Si j’ai parlé d’idéologie au sujet de la MILDECA, c’est qu’il me semble que la polémique et les débats ont peut-être trop occupé la mission et ont détourné la direction centrale de ses tâches de gestion des antennes locales.

Le Contrôleur général des lieux de privation de liberté se voit doté de trois ETP supplémentaires ; ses dépenses de fonctionnement augmentent de 75 000 euros. Si nous consentons à ces efforts, malgré un contexte budgétaire tendu, c’est que nous sommes conscients que l’activité de contrôle s’intensifie et qu’il est nécessaire de renforcer les moyens d’action du Contrôleur.

L’Institut national des hautes études de la sécurité et de la justice a respecté la directive de cadrage budgétaire applicable aux opérateurs de l’État pour la période 2015-2017. Cet effort se traduit malheureusement par la suppression de deux emplois. Il s’accompagne d’une mutualisation des moyens avec ceux de l’Institut des hautes études de défense nationale (IHEDN), les deux établissements étant situés au sein de l’École militaire.

Le SGMAP mène aujourd’hui une action décisive. Le secrétaire d’État Thierry Mandon devrait, en début d’année prochaine, faire une communication sur les actions envisagées en matière de simplification et de réforme de l’État, et confirmer ainsi la capacité de notre administration à se réformer et à se restructurer pour une action publique plus efficace.
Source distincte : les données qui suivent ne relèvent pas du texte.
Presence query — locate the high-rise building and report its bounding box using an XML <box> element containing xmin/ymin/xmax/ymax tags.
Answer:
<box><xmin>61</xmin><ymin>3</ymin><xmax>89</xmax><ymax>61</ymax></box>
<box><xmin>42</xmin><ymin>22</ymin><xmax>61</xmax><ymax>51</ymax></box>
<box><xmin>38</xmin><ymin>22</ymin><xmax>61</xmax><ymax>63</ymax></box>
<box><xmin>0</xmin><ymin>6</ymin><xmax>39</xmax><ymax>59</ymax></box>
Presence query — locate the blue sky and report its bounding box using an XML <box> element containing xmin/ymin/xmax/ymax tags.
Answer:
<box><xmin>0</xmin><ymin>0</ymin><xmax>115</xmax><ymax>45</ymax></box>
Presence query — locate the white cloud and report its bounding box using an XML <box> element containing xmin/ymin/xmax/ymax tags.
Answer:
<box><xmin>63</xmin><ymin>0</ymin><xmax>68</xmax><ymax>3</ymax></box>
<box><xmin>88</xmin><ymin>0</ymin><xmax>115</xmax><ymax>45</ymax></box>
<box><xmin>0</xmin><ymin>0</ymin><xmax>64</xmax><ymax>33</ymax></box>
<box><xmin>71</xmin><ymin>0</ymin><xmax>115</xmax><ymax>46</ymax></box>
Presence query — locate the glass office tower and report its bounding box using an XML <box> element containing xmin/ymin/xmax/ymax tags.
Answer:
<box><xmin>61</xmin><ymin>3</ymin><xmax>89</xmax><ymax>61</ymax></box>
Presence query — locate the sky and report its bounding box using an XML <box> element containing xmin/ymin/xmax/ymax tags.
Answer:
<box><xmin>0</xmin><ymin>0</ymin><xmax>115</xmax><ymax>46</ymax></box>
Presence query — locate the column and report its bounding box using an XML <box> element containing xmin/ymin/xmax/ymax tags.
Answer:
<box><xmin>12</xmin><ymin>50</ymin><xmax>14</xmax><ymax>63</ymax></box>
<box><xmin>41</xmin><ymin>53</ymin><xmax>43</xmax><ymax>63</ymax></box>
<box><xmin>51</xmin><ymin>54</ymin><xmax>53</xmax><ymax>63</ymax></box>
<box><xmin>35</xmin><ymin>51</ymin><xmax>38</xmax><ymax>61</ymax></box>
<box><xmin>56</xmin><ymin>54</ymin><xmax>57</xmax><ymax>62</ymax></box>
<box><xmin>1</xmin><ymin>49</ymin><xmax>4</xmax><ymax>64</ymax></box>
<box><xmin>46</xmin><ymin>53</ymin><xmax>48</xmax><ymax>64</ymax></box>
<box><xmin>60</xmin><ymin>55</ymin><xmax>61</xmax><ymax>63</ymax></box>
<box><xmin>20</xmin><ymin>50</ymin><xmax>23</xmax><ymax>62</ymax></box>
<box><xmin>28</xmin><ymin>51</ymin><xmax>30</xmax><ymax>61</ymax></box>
Il va de soi que cette modernisation de l’action publique sera conduite en parallèle avec la réforme de l’organisation territoriale de la République.

Conseil et contrôle de l’État

M. Philippe Vigier, rapporteur spécial pour la mission « Conseil et contrôle de l’État ». La mission « Conseil et contrôle de l’État » concerne les crédits du Conseil d’État et de la Cour des comptes, ainsi que des juridictions qui leur sont associées, mais également du Conseil économique, social et environnemental (CESE). S’y ajoute le Haut Conseil des finances publiques, totalement pris en charge par la Cour des comptes, dont je suis rituellement amené à m’étonner qu’il fasse l’objet d’un programme.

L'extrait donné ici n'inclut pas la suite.